3) “a igualdade permanente de bens supõe a igualdade de capacidades e de trabalho”; 4) “A experiência aí está, diante de nossos olhos, para provar que eles não extinguem nem as ambições nem a cupidez. Antes de fazer a coisa para os homens, é preciso formar os homens para a coisa. (...) de que maneira, sob o império do egoísmo, fundar um sistema que requeira a abnegação em um sentido tão amplo que tenha por princípio essencial a solidariedade de todos para cada um e de cada um para com todos?”. E o espiritismo afinal quer o quê, senão isso a fim de contas?

 

-  ECA – Estatuto da Criança e do Adolescente

 

No Estatuto da Criança e do Adolescente (ECA): Art. 17. temos: “O direito ao respeito consiste na inviolabilidade da integridade física, psíquica e moral da criança e do adolescente, abrangendo a preservação da imagem, da identidade, da autonomia, dos valores, ideias e crenças, dos espaços e objetos pessoais.” - logo, atentar contra a formação de identidade de uma criança com uma ideologia que não tem respaldo científico e extremamente materialista é atentar contra a Humanidade. É pôr em risco a saúde mental das crianças e jovens.

 

Conclusão

Para que veio o Espiritismo? Não foi para combater o materialismo e ajudar os homens a se melhorarem moralmente? Logo, as ideias materialistas não devem ser defendidas e apoiadas pelos espíritas.

Muitas Associações Médicas de vários países e Conselhos de Medicina são totalmente contrários à ideologia de gênero.

Jesus nos pediu que amássemos uns aos outros, não importando se somos homem e mulher, irmão ou irmã, amigo ou até mesmo inimigo.

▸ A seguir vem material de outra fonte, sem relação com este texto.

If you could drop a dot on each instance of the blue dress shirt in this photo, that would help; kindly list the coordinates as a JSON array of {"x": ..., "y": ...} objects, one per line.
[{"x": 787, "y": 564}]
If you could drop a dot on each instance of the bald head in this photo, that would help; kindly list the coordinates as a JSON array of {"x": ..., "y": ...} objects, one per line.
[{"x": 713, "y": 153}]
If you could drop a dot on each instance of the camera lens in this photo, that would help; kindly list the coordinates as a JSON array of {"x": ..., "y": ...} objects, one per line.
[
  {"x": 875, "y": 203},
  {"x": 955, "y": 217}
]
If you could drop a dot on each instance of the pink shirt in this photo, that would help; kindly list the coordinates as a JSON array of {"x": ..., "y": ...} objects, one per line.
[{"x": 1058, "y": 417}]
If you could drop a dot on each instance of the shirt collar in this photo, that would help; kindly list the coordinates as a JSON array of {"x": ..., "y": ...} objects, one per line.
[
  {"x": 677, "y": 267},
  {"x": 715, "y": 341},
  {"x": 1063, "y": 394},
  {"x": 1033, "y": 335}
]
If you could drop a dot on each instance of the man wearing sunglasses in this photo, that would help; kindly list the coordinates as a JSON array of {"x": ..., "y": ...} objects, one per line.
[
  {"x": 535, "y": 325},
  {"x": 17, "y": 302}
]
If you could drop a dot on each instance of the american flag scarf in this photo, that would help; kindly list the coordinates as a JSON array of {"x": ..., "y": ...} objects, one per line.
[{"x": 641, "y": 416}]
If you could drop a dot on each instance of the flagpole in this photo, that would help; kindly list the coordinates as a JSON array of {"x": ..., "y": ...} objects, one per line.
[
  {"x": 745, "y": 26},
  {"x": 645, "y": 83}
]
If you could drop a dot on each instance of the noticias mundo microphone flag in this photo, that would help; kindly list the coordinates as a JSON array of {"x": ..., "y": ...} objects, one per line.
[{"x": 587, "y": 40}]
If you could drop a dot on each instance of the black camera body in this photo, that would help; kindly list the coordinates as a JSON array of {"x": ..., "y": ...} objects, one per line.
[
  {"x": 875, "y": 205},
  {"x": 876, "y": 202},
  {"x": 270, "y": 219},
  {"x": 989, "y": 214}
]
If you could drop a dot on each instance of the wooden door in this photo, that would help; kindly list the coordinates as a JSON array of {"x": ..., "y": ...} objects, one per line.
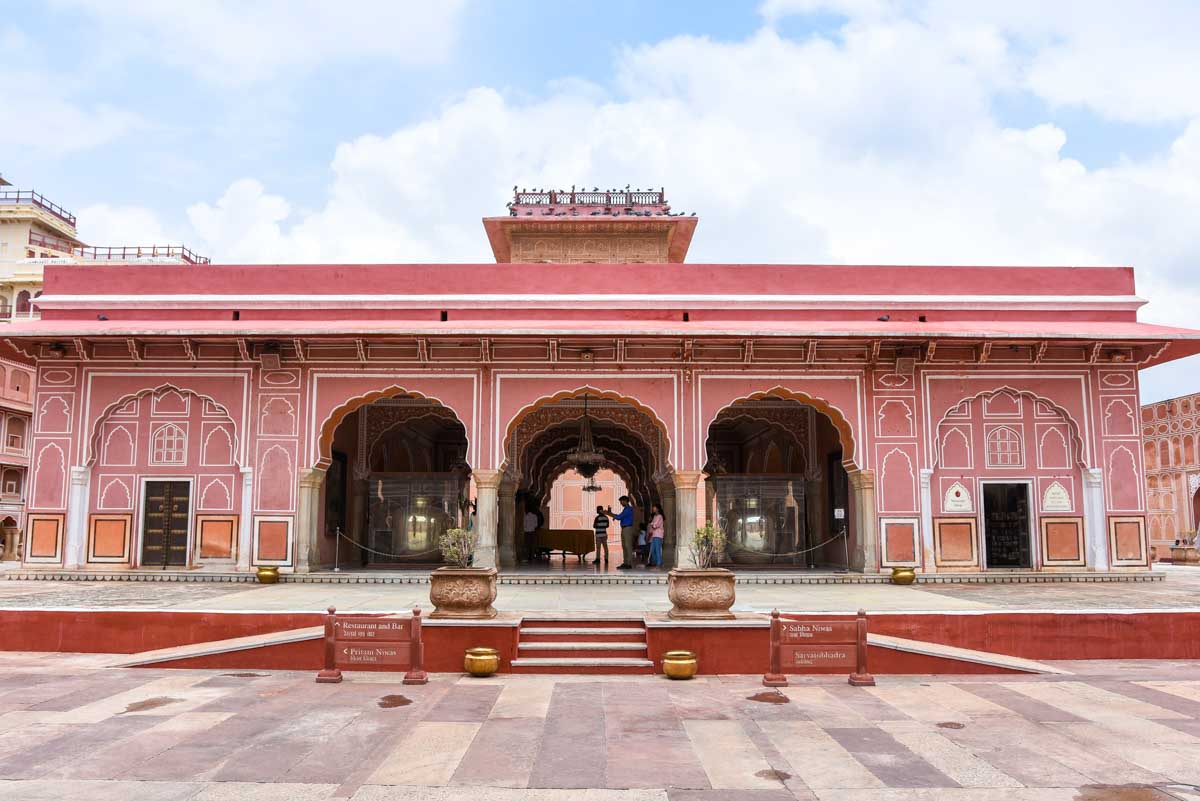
[{"x": 165, "y": 524}]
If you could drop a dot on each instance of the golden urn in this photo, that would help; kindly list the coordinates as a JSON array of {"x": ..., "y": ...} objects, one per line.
[
  {"x": 481, "y": 661},
  {"x": 679, "y": 664},
  {"x": 268, "y": 574}
]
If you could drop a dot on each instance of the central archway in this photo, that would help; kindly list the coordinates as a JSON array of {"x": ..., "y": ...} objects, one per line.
[
  {"x": 777, "y": 485},
  {"x": 539, "y": 476},
  {"x": 397, "y": 479}
]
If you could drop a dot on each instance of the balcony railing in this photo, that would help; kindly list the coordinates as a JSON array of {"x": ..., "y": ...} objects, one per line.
[
  {"x": 595, "y": 198},
  {"x": 127, "y": 253},
  {"x": 17, "y": 197},
  {"x": 53, "y": 242}
]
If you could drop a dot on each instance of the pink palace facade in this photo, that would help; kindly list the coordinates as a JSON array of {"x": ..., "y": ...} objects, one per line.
[{"x": 219, "y": 417}]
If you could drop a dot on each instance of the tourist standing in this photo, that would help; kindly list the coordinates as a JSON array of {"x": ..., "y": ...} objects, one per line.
[
  {"x": 657, "y": 529},
  {"x": 531, "y": 531},
  {"x": 625, "y": 521},
  {"x": 600, "y": 525}
]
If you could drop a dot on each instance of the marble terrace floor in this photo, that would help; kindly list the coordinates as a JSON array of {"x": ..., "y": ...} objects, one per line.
[
  {"x": 1114, "y": 730},
  {"x": 1181, "y": 589}
]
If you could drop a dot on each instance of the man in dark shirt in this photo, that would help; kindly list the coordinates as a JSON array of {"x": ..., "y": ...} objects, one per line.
[
  {"x": 625, "y": 521},
  {"x": 600, "y": 525}
]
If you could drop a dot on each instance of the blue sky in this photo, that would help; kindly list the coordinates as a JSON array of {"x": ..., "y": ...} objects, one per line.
[{"x": 843, "y": 131}]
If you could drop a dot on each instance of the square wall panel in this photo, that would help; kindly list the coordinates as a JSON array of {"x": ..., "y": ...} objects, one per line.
[
  {"x": 216, "y": 536},
  {"x": 900, "y": 541},
  {"x": 108, "y": 538},
  {"x": 1062, "y": 541},
  {"x": 1127, "y": 541},
  {"x": 955, "y": 542},
  {"x": 273, "y": 541},
  {"x": 45, "y": 540}
]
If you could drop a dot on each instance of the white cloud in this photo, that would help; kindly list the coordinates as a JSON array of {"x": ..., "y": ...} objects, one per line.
[
  {"x": 877, "y": 148},
  {"x": 234, "y": 42}
]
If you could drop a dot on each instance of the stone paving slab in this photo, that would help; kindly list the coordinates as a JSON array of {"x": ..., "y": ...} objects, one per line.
[
  {"x": 1181, "y": 589},
  {"x": 192, "y": 735}
]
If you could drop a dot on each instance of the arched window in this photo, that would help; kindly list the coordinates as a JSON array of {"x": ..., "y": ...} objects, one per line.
[
  {"x": 16, "y": 434},
  {"x": 1003, "y": 447},
  {"x": 169, "y": 445}
]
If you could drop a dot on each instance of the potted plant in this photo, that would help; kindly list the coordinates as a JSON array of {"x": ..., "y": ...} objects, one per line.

Assim, também, o espiritismo prega o amor, a liberdade de consciência e o respeito aos nossos semelhantes, portadores de quaisquer mazelas de ordem moral ou física, buscando sempre uma cultura de paz e uma sociedade mais justa e fraterna.

Muita paz!

 

 

Referências

O Livro dos Espíritos, de Allan Kardec questões 101, 913 e 917.

Revista Espírita março de 1969.

Obras Póstumas, de Allan Kardec,  primeira parte, Liberdade, igualdade, fraternidade.

Viagem Espírita em 1862 – Discurso III pronunciado nas reuniões gerais dos espíritas de Lyon e Bordeaux.

O que é Marxismo, de José Paulo Netto. Os pressupostos da teoria social de Marx. p. 12.